Conclusiones prácticas

En Honor a Su verdad
Para ir finalizando vamos a ver algunos pasajes en el Antiguo Testamento que reflejan el deseo de Dios de tener una relación estrecha con las personas, y Su promesa hacia Israel, Su pueblo amado:

Ezequiel 11:19-20
Y les daré un corazón,  y un espíritu nuevo pondré dentro de ellos;  y quitaré el corazón de piedra de en medio de su carne,  y les daré un corazón de carne,
para que anden en mis ordenanzas,  y guarden mis decretos y los cumplan,  y me sean por pueblo,  y yo sea a ellos por Dios.

Ezequiel 36:26-27
Os daré corazón nuevo,  y pondré espíritu nuevo dentro de vosotros;  y quitaré de vuestra carne el corazón de piedra,  y os daré un corazón de carne.
Y pondré dentro de vosotros mi Espíritu,  y haré que andéis en mis estatutos,  y guardéis mis preceptos,  y los pongáis por obra.

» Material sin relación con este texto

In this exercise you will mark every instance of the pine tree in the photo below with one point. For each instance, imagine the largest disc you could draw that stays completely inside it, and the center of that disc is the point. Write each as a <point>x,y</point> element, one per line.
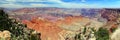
<point>17,29</point>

Dios le estaba prometiendo a Israel, Su pueblo, que les daría un espíritu y quitaría de ellos el corazón de piedra (impenetrable para el amor de Dios) y les daría un corazón de carne, un corazón con el cual sería posible andar en Sus estatutos y guardar Sus preceptos y ponerlos por obras. Dios estaba prometiendo que iba a hacer algo para que ellos pudieran amarlo y obedecerle y tener comunión con Él.

Santiago 1:18
El,  de su voluntad,  nos hizo nacer por la palabra de verdad,  para que seamos primicias [los primeros] de sus criaturas.

Nosotros, habiendo creído en la Palabra de verdad, hemos renacido de espíritu santo y somos los primeros de Sus criaturas, los primeros en recibir el espíritu que Dios había prometido.

Efesios 1:13-14
En él también vosotros,  habiendo oído la palabra de verdad,  el evangelio de vuestra salvación,  y habiendo creído en él,  fuisteis sellados con el Espíritu Santo de la promesa,
que es las arras de nuestra herencia hasta la redención de la posesión adquirida,  para alabanza de su gloria.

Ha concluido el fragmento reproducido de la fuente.